ゾンビ企業との「取引あり」は12.1% 回収に「問題なし」約7割、適切な支援で成長を秘める
「ゾンビ企業」との取引に関するアンケート調査
「ゾンビ企業」に明確な定義はない。世界決済銀行(BIS)などの定義はあるが、「健全な経営状態ではないにもかかわらず、融資や補助・助成金などにより倒産や廃業を免れている企業」との認識は広がっている。 だが、今回のアンケート調査で、窮境企業への個別支援だけでなく、広い視野に立ち、支援の枠組みを拡充すると、「ゾンビ企業」から抜け出し、経済活動を押し上げる可能性を秘めていることもわかった。 東京商工リサーチ(TSR)のアンケート調査で、「ゾンビ企業」と取引があると認識する企業は12.1%だった。こうした窮境局面にある企業との取引量は、それ以外の企業より「減少」が43.3%だった。これは過剰債務を抱え、生産性や稼ぐ力が課題の企業は、成長投資ができず競争力が落ち、自然と取引ボリュームが先細っていることを物語る。 また、こうした企業の取引先は、与信面から取引枠に上限を設けたり、積極的な営業を避けている可能性もあり、円滑な取引で収益機会の最大化が図られていない構図が浮かび上がる。 「ゾンビ企業」からの債権回収は、「期日を超えて入金される傾向にある」との回答が29.6%と約3割だった。
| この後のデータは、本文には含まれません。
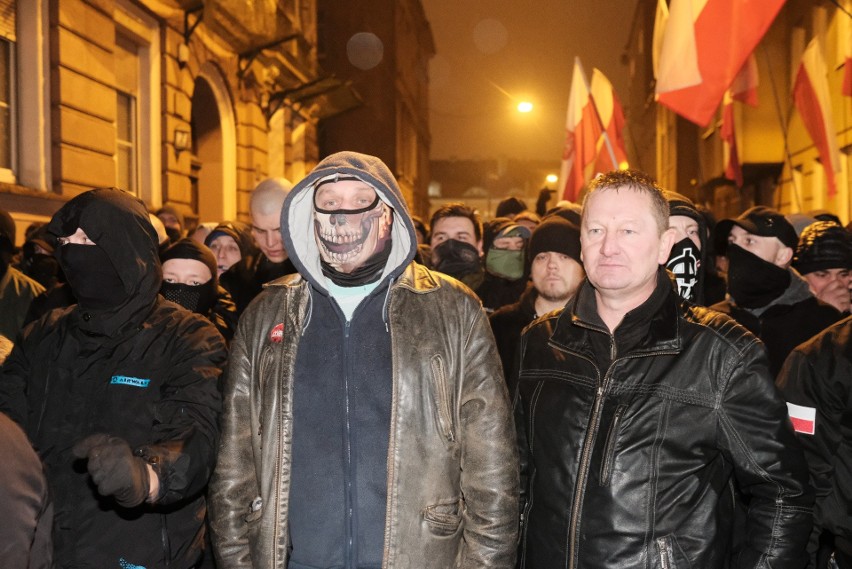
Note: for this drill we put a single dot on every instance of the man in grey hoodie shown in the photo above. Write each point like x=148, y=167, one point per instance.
x=366, y=420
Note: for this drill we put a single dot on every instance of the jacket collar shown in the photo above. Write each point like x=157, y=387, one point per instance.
x=415, y=277
x=651, y=327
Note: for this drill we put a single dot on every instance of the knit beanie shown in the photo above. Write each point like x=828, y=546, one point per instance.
x=555, y=234
x=823, y=245
x=189, y=249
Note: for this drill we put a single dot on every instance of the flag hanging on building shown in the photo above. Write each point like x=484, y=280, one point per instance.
x=582, y=130
x=845, y=39
x=723, y=33
x=813, y=101
x=733, y=169
x=611, y=149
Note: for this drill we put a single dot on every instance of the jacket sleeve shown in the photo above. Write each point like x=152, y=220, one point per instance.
x=489, y=478
x=815, y=376
x=768, y=464
x=186, y=429
x=234, y=480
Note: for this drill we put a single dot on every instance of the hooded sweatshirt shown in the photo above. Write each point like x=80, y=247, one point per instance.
x=342, y=387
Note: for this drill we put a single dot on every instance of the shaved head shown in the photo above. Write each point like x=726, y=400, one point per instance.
x=266, y=203
x=269, y=195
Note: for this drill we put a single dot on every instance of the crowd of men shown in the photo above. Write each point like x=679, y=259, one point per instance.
x=339, y=384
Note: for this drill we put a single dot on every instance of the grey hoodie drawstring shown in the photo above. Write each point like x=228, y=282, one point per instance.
x=310, y=309
x=385, y=307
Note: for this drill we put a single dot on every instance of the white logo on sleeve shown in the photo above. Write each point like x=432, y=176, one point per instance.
x=803, y=418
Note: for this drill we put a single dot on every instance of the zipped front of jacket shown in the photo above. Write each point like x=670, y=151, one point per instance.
x=591, y=433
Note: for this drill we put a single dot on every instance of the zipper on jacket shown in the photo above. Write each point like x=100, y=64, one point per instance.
x=350, y=514
x=265, y=359
x=442, y=399
x=666, y=561
x=612, y=436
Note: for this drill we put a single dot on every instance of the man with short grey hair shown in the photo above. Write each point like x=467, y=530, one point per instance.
x=636, y=411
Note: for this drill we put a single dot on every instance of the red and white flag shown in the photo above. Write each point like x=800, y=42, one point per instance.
x=582, y=130
x=813, y=100
x=845, y=41
x=723, y=33
x=611, y=149
x=803, y=418
x=733, y=170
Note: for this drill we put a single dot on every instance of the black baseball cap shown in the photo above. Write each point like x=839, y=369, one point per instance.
x=764, y=222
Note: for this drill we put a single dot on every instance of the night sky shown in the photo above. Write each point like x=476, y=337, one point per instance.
x=492, y=54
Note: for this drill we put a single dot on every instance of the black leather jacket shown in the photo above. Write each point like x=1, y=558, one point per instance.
x=627, y=464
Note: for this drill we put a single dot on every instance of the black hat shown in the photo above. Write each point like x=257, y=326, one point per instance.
x=682, y=205
x=189, y=249
x=823, y=245
x=764, y=222
x=510, y=206
x=555, y=234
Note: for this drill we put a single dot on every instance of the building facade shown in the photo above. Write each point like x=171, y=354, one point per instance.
x=181, y=102
x=780, y=163
x=386, y=60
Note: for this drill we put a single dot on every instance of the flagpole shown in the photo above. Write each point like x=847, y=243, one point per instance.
x=598, y=116
x=783, y=124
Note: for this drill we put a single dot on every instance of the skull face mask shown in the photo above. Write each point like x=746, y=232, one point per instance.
x=349, y=236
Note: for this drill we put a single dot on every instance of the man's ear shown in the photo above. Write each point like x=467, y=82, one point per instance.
x=666, y=243
x=783, y=257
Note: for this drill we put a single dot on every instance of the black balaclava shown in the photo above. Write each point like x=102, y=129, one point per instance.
x=344, y=238
x=686, y=259
x=456, y=258
x=92, y=277
x=196, y=298
x=685, y=263
x=753, y=282
x=125, y=253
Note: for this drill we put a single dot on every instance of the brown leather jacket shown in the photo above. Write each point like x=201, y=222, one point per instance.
x=452, y=457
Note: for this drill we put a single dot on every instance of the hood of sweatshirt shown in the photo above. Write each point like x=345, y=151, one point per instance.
x=297, y=215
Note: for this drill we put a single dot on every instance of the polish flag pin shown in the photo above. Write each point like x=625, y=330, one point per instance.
x=277, y=333
x=803, y=418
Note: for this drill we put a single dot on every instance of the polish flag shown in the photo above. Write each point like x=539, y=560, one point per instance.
x=803, y=418
x=611, y=116
x=582, y=131
x=845, y=37
x=733, y=169
x=705, y=45
x=813, y=101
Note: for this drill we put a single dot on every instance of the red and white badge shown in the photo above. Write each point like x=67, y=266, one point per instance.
x=803, y=418
x=277, y=333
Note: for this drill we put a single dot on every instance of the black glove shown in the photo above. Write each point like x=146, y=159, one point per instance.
x=114, y=469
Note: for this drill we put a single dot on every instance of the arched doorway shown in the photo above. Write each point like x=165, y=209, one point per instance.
x=214, y=163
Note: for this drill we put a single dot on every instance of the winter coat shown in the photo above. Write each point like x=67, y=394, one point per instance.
x=444, y=456
x=507, y=323
x=629, y=442
x=817, y=380
x=145, y=371
x=794, y=317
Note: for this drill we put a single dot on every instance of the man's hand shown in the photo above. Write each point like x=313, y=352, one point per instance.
x=114, y=469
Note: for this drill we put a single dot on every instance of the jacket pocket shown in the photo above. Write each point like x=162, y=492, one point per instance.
x=609, y=448
x=444, y=518
x=442, y=399
x=670, y=554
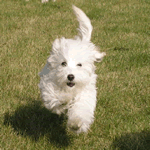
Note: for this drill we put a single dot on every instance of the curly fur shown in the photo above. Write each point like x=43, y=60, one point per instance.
x=68, y=80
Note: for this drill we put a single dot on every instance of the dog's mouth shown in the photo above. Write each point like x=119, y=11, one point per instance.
x=70, y=84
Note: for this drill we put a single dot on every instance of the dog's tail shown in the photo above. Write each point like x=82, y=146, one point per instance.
x=85, y=27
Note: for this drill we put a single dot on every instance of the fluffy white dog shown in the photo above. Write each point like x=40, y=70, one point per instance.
x=68, y=80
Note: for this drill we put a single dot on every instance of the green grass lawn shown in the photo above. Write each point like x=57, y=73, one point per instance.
x=122, y=116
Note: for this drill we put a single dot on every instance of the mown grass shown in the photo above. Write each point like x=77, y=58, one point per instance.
x=122, y=117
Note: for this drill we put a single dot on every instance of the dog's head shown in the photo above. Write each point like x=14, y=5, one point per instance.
x=72, y=60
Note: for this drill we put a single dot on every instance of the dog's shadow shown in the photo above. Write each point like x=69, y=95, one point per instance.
x=35, y=121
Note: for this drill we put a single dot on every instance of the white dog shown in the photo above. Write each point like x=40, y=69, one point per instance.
x=68, y=80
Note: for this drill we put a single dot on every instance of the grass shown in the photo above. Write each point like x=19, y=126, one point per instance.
x=122, y=116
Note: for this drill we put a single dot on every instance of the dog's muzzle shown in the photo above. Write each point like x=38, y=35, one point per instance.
x=70, y=78
x=71, y=84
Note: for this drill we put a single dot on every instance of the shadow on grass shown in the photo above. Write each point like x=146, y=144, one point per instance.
x=133, y=141
x=35, y=121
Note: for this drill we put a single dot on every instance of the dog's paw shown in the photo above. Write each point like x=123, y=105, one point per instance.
x=74, y=124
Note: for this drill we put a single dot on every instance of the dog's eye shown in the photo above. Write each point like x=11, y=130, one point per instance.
x=64, y=64
x=79, y=64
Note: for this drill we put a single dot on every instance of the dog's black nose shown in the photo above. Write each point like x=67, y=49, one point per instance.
x=70, y=77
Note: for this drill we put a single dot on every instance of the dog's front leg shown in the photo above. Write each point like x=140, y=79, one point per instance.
x=81, y=113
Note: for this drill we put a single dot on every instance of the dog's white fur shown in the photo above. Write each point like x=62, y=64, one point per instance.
x=74, y=95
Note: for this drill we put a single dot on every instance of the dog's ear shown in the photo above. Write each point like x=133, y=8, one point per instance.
x=98, y=55
x=85, y=27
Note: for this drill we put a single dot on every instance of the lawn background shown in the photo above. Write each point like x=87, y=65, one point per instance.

一方、「回収状況に大きな差はない」は65.2%と過半数を大きく超えた。債権回収のリスクヘッジなどリスクマネージメント体制を構築し、こうした企業と適切な関係性を築くことで、自社の業績拡大に貢献するパートナーと位置づけることは可能なようだ。 今回の調査で、窮境状態でも期日通りの支払いは高い割合で履行されていることがわかった。過去の資金繰り支援やコロナ禍を経て、過剰債務に陥った企業でもバランスシートや収益環境を改善できれば、取引ボリュームが増え、日本経済の底上げの切り札になる可能性を残している。 ※本調査は、2024年10月1日~8日に、インターネットによるアンケート調査を実施し、有効回答5,443社を集計・分析した。 ※資本金1億円以上を大企業、1億円未満(個人企業等を含む)を中小企業と定義した。